今日一日で何回も見たドヤ顔だが、その全てが可愛くて参ってしまう。こういう自信たっぷりな表情、大好きなのだ。
顔が熱くなり、恥ずかしさから目を逸らす――と、ナツメさんが俺の顔を覗き込んできた。
「ちょ、」
「んー?」
ニヤニヤ笑うナツメさんの視線から逃れ、
覗かれ、
逃れ、
覗かれ、
くるくると二週半ほど。ちょっと楽しくなってきた。
「俺、バカップルが馬鹿をやる理由が解りました」
「私もです」
流石に周囲からの視線が痛いので、これ以上は止めておく。
ただ、朝からずっと手は繋がったままで、それが離れるのが惜しかった。ナツメさんが一歩距離を取った瞬間、思わず彼女の手を握り締めてしまったほどに。

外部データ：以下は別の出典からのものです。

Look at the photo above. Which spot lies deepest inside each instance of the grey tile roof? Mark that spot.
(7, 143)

驚くナツメさんの顔を見て、俺は慌てて手を離そうとして――でも、逆にぎゅっと握り締められた。
「えへへ……。ロック君がロック君でよかったです」
「ど、どういうことです?」
「裏表のない人は素敵だなって。名残惜しいですけど……もう暗くなっちゃいますし、続きはまた明日にしましょう」
「はい。じゃあ、明日は南口で待ち合わせましょうか。コンビニがあったと思うので、その前で」
「解りました。では……」
改めてぎゅっと手を握られて、俺もまた握り返す。それにナツメさんが微笑んで、俺も笑みを返して……
暫くしてから、二人同時に手を離した。
「また明日です。おやすみなさい、ロック君!」
ぱっと華やかに微笑み、ナツメさん軽やかに階段を上っていき――途中で振り返り、手を振る彼女に手を振り返す。
その後ろ姿を見送ってから、俺は空いた手を握り締めた。
「不思議な人だな……」
想像とはまるで違っていたのに、確かに『ナツメさん』なのだ。気のいい兄貴分として慕っていた感情が、そのまま好意に変換された感じだ。
恋はするものではなく、落ちるもの。その意味が、心で理解出来た。
「……やべぇ、ポエミーな思考になってるのがやべぇ」
自分の中にこんな感情が眠っていたのかと思うと、ビックリしてしまう。
何より―― 一人になって、心にぽっかりと穴が開いたみたいに、寂しくなっていた。
二人でいた時と違って、世界から色彩がなくなり、暗くなってしまったかのようだ。
……まぁ、実際に日が暮れているのだが。
「また明日、か」
明日も逢える。それが凄く嬉しい。
ネット上からは見えなかったナツメさんの姿を、もっともっと知りたいと思った。